Old Drupal 7 Site

Red blood cell transfusion at Ullevål University Hospital – indications, consumption and blood group immunisation

Hans Erik Heier, Ivo Nentwich, Liv Jorunn Garvik, Berit Gran About the authors
Artikkel

Material and method

Study design and consents

Figure 1  Flow chart for study design and progression

All patients who received transfusions at Ullevål University Hospital in the periods 1 – 14 May and 1 – 14 September 2003 were included. The two recording periods comprised 7.6 % of the year 2003, and were chosen because it was assumed that they were representative of the ordinary running of the hospital. The study design is shown in Figure 1. The study was approved by the Regional Ethics Committee for the Eastern Norway Regional Health Authority in 2003.

The numbers of transfusion episodes and transfused units of red blood cell concentrate in the two periods were recorded for the whole cohort in 2003 and processed in pseudonymised form. Occurrences of irregular blood group antibodies before transfusion were stored in pseudonymised form.

In 2006, the Norwegian Directorate of Health gave its consent to applications to access the records of patients who were registered in the National Population Registry as having died and who had been over 15 years old at the time of the transfusion.

As per 15 February 2008, the Population Registry was consulted regarding patients who were registered as having died. At the end of February 2008, a letter was sent to all assumed survivors who had been aged over 15 at the time of the transfusion. The letter contained a request for consent to access the records, and the recipient was asked to give a new blood sample for examination for irregular blood group antibodies. Reminders were not sent. The Population Registry was also consulted with respect to patients who had died when all the data was compiled as at 1 February 2009.
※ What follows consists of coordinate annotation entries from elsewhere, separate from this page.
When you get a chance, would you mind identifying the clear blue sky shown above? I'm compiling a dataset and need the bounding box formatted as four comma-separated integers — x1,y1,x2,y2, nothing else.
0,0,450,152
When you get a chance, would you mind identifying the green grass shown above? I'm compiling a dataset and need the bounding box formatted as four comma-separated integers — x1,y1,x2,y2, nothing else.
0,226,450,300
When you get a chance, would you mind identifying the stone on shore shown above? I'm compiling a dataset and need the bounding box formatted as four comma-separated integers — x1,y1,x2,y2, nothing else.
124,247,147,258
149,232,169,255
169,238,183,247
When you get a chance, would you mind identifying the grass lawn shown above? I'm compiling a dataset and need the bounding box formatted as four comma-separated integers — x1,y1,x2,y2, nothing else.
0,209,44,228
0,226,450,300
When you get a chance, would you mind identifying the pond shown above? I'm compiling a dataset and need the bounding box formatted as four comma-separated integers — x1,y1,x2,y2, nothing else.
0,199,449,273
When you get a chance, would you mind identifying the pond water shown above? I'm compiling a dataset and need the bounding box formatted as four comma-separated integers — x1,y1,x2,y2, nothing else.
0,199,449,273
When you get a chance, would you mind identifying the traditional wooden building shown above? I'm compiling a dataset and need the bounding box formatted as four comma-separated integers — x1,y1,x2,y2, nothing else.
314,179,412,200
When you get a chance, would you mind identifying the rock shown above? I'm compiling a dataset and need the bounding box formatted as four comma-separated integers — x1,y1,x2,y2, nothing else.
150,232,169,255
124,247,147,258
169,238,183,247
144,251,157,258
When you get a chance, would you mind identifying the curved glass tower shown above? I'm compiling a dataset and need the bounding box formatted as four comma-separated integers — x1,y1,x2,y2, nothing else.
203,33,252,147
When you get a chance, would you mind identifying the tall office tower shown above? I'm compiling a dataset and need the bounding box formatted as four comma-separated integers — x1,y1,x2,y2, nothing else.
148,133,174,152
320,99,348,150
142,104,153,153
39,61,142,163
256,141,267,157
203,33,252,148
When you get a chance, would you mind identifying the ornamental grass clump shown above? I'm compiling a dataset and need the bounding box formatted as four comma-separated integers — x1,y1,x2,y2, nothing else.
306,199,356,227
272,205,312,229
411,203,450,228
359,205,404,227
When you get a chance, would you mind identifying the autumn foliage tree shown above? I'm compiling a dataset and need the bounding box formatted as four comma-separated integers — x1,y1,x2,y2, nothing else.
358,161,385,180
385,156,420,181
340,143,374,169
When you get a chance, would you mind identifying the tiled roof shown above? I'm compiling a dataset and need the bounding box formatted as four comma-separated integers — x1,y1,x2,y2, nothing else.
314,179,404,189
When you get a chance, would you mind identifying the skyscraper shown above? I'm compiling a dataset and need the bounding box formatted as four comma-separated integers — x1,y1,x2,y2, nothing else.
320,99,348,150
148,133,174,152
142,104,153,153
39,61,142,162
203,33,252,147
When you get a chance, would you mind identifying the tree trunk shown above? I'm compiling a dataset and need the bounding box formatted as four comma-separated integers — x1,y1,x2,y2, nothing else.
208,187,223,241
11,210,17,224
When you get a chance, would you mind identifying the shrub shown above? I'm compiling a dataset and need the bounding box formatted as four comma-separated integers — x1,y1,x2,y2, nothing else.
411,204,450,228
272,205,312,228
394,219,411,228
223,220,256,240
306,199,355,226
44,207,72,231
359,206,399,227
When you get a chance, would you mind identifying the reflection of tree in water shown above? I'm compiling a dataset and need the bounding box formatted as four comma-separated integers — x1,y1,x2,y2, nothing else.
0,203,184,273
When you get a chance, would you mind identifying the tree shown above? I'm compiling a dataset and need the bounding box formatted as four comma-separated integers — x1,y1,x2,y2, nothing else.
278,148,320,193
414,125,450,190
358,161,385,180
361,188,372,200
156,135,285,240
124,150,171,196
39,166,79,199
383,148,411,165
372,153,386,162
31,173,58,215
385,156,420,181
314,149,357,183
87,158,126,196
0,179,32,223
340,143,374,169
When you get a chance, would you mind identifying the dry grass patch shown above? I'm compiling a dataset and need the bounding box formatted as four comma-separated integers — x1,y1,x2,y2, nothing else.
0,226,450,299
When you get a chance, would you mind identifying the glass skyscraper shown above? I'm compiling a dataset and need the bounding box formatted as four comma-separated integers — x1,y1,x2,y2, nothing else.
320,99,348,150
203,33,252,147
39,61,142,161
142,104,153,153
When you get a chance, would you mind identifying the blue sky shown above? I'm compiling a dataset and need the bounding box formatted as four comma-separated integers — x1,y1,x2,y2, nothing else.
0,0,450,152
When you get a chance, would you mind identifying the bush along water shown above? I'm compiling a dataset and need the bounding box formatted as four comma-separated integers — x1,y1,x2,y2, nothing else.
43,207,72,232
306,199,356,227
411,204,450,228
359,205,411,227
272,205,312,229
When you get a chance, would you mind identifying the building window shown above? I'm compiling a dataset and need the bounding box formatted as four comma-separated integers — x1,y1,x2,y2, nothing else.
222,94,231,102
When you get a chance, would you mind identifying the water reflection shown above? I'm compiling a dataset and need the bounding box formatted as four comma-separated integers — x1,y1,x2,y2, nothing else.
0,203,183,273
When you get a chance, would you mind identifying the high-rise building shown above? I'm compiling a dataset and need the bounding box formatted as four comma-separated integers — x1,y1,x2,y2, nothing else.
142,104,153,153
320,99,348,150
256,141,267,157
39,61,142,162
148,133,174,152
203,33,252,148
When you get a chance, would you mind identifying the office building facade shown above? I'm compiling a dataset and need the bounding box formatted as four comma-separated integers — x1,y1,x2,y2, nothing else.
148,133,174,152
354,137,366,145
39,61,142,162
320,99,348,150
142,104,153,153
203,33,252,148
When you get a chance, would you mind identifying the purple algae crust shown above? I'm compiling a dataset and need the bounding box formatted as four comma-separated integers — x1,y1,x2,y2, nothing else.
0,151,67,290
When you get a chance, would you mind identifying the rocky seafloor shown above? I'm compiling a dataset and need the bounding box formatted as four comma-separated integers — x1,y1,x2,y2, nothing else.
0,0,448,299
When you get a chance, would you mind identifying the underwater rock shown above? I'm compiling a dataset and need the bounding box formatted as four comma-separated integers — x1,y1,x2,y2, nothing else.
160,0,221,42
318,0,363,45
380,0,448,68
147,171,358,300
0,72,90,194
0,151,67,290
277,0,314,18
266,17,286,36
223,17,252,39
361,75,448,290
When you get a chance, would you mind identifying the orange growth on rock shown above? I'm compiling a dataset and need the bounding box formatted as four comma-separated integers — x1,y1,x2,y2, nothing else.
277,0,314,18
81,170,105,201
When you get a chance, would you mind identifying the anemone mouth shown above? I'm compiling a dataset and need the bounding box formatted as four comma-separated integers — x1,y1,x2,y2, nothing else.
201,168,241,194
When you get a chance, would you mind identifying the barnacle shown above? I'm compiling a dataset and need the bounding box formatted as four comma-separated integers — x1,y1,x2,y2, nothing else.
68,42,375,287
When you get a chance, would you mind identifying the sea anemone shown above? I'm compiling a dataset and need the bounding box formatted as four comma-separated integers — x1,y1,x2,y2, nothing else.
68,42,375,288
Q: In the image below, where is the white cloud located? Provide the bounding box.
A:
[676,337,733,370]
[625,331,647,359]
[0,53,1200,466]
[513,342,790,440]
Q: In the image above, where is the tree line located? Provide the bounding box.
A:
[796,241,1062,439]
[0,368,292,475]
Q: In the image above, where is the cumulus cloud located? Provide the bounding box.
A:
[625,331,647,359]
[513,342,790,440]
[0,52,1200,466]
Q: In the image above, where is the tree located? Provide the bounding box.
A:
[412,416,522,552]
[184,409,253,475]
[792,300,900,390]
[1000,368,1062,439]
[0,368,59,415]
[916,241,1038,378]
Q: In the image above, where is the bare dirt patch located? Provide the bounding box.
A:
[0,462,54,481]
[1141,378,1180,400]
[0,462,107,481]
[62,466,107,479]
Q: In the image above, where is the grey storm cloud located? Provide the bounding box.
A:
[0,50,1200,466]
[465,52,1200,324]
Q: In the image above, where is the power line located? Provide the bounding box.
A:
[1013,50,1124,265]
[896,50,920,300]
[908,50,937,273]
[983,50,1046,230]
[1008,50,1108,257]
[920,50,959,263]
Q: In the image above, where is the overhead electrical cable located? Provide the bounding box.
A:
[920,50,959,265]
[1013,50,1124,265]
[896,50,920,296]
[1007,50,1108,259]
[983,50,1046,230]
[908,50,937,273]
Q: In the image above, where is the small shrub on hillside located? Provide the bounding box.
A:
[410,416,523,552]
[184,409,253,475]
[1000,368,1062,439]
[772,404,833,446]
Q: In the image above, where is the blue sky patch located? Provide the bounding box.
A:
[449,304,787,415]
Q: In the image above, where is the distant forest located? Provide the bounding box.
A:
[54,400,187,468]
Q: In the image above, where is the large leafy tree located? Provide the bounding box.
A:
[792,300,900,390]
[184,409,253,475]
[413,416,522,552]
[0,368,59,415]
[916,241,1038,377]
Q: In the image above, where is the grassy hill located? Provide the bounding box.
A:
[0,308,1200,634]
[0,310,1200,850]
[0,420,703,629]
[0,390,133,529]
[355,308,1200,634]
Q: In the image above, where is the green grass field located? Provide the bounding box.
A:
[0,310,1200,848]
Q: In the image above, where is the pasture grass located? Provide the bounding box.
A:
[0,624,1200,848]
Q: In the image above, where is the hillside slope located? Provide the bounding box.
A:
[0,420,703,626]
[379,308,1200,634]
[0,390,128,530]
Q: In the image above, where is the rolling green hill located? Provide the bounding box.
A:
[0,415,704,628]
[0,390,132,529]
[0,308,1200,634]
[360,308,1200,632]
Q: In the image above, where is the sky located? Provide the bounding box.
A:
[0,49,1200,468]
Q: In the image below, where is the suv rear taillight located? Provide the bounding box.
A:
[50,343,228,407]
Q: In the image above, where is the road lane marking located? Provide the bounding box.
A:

Testing for occurrences of irregular blood group antibodies in patients who gave a new blood sample in 2008 was carried out as pretransfusion testing, using the same method that was used in 2003. The results were stored in pseudonymised form.

Review of patient records

All records to which access had been consented were reviewed by one of the authors (IN). All data collection was terminated as at March 2009. ICD 10 diagnosis, surgical interventions, transfusions and patient notes about transfusion and the occurrence of irregular blood group antibodies prior to transfusion and according to a new survey in 2008 were registered and stored in pseudonymised form.

Statistics

The Mann-Whitney U test was used to test the difference between the medians of two groups with non-normal distribution. The chi-square test and the chi-square test for trends were used to test proportions.

Results

Patient characteristics at the time of transfusion

During the two recording periods, red blood cell transfusions were given to 179 and 169 patients, respectively, a total of 348. There were 178 women and 170 men. The age distribution is shown in Fig. 2 – the median age was 62.8, the spread 0 – 99 years. 188 patients (54 %) were aged 60 or over; there were 38 (11 %) in the age group 0 – 10.

Figure 2  Age distribution of the 348 patients

Survival and access to patient records

Fig. 1 is an overview of developments in the study and the patient population. As at 15 February 2008, 170 (49 %) were registered in the Population Registry as having died, 97 of them men and four who were less than 15 years old at the time of the transfusion. There were insufficient personal details about 16 patients to find them in the Population Registry, and two had moved abroad. Letters were not sent to 20 survivors who were less than 15 years old at the time of transfusion. One patient aged over 15 was not sent a letter, due to a mistake. Thus letters were sent to 139 assumed survivors. Replies were received from 47, all giving consent to access to their records.

A search in the Population Registry at the beginning of March 2009 found a further 11 patients registered as having died. Four of them had given consent to access to their records. This brought the number of patients registered as having died to 181 (52 %). Complete records were available for 218 of the 220 who had given consent to access. Crude survival for up to 5 3/4 years, based on the number actually registered as dead, is shown in Fig. 3.

Figure 3  Unadjusted survival curve for 330 of the 348 patients. Personal details for 16 of the patients were not available for tracking survival. Two patients had moved abroad.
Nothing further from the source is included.